This action was brought by the appellant, General Motors Truck Company, against the appellee, Grover C. Runkel, by a complaint in replevin, in the usual form, to recover the possession of a one and a half ton General Motors Company motor truck of which the defendant, according to the complaint, had possession unlawfully and without right and of which the plaintiff was the owner and to the immediate possession of which it was entitled.
An answer in general denial closed the issues in this action in replevin.
Defendant, appellee here, filed a cross-complaint, asking for damages for alleged fraud in the making of the contract for purchase of the truck. Demurrer for lack of facts was then filed to each paragraph of cross-complaint; which demurrer was overruled. Appellant filed *Page 17 answer in general denial to each paragraph of cross-complaint.
Upon these different issues, the cause was submitted to a jury for trial. The jury brought in two separate verdicts, in one finding for the appellant that it was the owner and entitled to the possession of the motor truck, that appellee, defendant, unlawfully detained the same, and assessing appellant's damages at one cent. The other verdict found for appellee on his first paragraph of cross-complaint and assessed his damages at $746.33, of which amount the appellee offered to remit the sum of $55.13 claimed by appellee as the amount of interest awarded appellee in said verdict.
The court rendered judgment accordingly, and the errors relied upon for reversal are: The court erred in overruling the demurrer of this appellant to the first paragraph of appellee's cross-complaint, and that the court erred in overruling appellant's motion for a new trial.
The appellant based its right to possession upon a certain conditional-sales contract, by the terms of which title remained in the appellant until the truck was paid for.
The cross-complaint alleges that the appellee was induced to sign the contract in question by means of fraudulent representations, on the part of the appellant, upon which appellee relied, and was thereby induced to enter into said contract the facts constituting the fraud alleged in the cross-complaint.
The cross-complaint alleges the purchase price of the truck to be $2,185.33; that appellee delivered to appellant on said contract an old truck of the value of ......................... $233.85 cash ........................................... 325.35 and one payment ................................ 108.55 _________ Total ....................................... $667.75
That the truck he received was only worth ... $1,200.00 *Page 18
We thus have a case stated where the appellee retains possession of a truck which he claims to be worth $1,200.00 and has not offered to return the same to the appellant, and has defaulted in the payment of a certain monthly installment of $108.00, and asks for and is given a judgment for fraud against the appellant in the sum of $691.20, at the same time the appellant is given judgment for possession of the truck because of the default of the appellee in not paying the $108.00 installment on said truck.
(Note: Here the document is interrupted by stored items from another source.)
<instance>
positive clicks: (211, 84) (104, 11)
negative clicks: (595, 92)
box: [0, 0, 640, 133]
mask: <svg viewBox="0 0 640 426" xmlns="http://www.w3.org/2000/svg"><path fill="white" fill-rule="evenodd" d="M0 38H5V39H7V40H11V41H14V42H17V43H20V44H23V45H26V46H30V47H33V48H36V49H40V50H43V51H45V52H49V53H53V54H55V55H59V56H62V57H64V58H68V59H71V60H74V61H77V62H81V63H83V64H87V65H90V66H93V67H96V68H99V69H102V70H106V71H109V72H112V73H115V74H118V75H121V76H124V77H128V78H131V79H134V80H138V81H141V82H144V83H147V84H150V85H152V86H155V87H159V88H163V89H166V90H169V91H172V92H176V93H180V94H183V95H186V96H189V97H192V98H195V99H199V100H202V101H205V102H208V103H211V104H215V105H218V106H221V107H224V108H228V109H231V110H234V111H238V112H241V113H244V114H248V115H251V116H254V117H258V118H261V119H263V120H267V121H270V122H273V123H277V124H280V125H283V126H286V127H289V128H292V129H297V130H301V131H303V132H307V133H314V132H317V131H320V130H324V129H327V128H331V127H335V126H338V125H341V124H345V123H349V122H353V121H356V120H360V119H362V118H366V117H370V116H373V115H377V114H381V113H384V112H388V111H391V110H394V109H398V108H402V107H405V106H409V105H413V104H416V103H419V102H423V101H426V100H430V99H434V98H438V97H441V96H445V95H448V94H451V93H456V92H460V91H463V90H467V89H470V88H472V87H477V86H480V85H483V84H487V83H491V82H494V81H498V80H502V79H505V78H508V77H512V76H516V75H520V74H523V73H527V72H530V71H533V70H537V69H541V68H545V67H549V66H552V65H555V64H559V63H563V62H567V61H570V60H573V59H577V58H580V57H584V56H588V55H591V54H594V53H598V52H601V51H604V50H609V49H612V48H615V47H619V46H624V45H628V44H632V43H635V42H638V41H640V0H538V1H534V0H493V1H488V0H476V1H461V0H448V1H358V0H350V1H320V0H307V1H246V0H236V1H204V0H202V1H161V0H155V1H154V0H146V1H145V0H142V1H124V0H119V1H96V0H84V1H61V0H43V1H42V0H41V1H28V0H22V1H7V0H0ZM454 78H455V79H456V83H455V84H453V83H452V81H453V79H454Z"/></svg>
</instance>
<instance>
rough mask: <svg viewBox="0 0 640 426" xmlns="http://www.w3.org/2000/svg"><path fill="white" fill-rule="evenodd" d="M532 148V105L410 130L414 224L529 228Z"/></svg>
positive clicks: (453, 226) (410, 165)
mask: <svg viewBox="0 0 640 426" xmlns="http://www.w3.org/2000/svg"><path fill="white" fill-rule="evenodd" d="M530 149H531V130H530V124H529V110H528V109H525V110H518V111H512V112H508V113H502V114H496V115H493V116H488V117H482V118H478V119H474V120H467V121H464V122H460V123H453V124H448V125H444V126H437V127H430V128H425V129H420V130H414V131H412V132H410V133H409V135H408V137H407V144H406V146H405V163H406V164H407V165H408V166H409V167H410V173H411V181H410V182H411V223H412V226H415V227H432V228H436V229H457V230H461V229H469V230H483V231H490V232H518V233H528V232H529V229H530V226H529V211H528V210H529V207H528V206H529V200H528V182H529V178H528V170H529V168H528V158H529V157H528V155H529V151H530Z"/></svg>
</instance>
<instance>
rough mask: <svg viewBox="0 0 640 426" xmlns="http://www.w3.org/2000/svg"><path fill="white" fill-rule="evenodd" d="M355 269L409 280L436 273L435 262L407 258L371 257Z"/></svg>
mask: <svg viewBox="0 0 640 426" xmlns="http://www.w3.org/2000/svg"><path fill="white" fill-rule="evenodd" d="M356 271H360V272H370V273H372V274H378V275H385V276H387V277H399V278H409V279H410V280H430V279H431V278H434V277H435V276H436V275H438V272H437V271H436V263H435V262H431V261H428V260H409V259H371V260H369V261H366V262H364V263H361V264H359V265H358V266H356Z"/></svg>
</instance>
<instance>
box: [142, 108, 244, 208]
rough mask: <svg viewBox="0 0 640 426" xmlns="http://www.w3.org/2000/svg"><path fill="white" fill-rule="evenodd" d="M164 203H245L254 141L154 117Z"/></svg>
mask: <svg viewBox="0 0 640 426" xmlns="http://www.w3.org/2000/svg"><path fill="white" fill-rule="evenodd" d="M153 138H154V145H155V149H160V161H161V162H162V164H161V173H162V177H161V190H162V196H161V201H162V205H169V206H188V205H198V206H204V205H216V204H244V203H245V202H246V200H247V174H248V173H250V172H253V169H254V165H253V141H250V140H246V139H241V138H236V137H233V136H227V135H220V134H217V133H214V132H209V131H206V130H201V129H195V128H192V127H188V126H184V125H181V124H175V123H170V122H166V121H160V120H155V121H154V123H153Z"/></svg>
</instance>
Both parties rely upon the case of Peoples State Bank v.Hall (1925), 83 Ind. App. 385, 148 N.E. 486, which was a case where a truck had been sold for $3,000.00, where the proof showed it to be worth only $1,000.00, that the purchaser had paid $1,100.00 on the contract before he discovered the fraud. The purchaser in that case, as in the case at bar, elected to keep the truck, refused to pay more and sued to recover damages, which the court says, on page 390 of the opinion, is the difference between the actual value of the property as it was when received by the purchaser and what its value would have been as represented.
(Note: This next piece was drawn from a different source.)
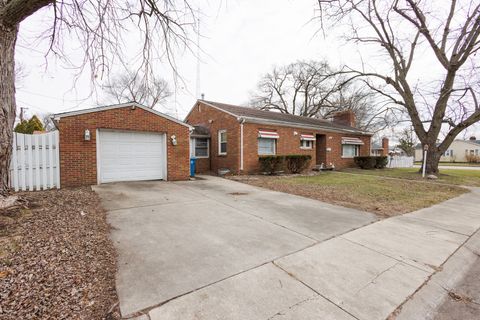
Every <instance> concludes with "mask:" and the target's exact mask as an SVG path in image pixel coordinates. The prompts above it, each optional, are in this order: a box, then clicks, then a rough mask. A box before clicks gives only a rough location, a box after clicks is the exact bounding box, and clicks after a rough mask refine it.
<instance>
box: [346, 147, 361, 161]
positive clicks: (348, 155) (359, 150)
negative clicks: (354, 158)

The difference between the case at bar and the case above cited is that the purchaser under the conditional-sales contract in the case before us had not paid the value of the property, while in the case cited the purchaser had done so.
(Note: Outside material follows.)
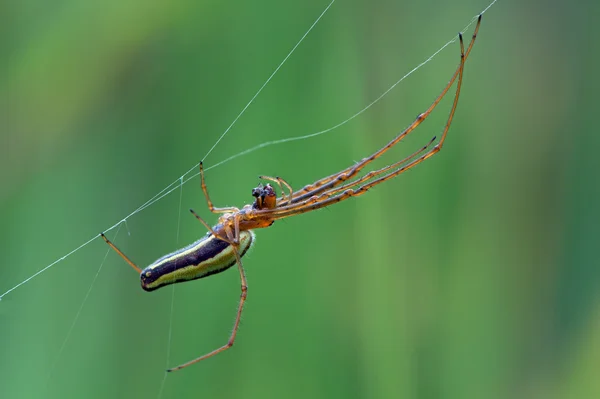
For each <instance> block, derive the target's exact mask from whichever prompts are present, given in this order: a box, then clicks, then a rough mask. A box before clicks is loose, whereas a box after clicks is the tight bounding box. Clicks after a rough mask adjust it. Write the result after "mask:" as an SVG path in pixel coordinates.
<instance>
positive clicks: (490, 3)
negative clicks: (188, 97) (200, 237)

It is clear that where the owner of the truck sold it on a conditional-sales contract, the purchaser, having been induced to enter into the contract on account of fraudulent 1-3. representations, and having paid more than its value, can keep the truck; but in the instant case, the owner of the truck elects to take possession for the failure of the purchaser to make a monthly payment; this it has a right to do.
The contract of sale is not set out in appellant's brief *Page 19 and unless the contrary is made to appear the appellant, by taking possession of the truck, rescinded the contract of sale and thereby forfeited all future payments, and the appellee had the right to recover in an action against the appellant for fraud that induced the appellee to enter into the contract. Turk v.Carnahan et al. (1900), 25 Ind. App. 125, 57 N.E. 729; QualityClothes Shop v. Keeney (1914), 57 Ind. App. 500, 106 N.E. 541;Peoples State Bank v. Hall, supra.
The cross-complaint, to which a demurrer was addressed for want of facts, states that the appellant represented that the truck in question contained and was equipped with a two-ton rear 4. axle and rear housing, when as in truth and in fact it was equipped with only a one and one-half ton rear axle and housing, which representations were false and fraudulent, and that appellee believed and relied upon said representations to his damage, etc.
The evidence is conflicting on the facts alleged in the cross-complaint.
The demurrer to the cross-complaint and the motion for a new trial were properly overruled.
We find no reversible error in the record.
We are informed that the appellee herein died on February 20, 1932. The judgment is therefore affirmed as of the date of submission.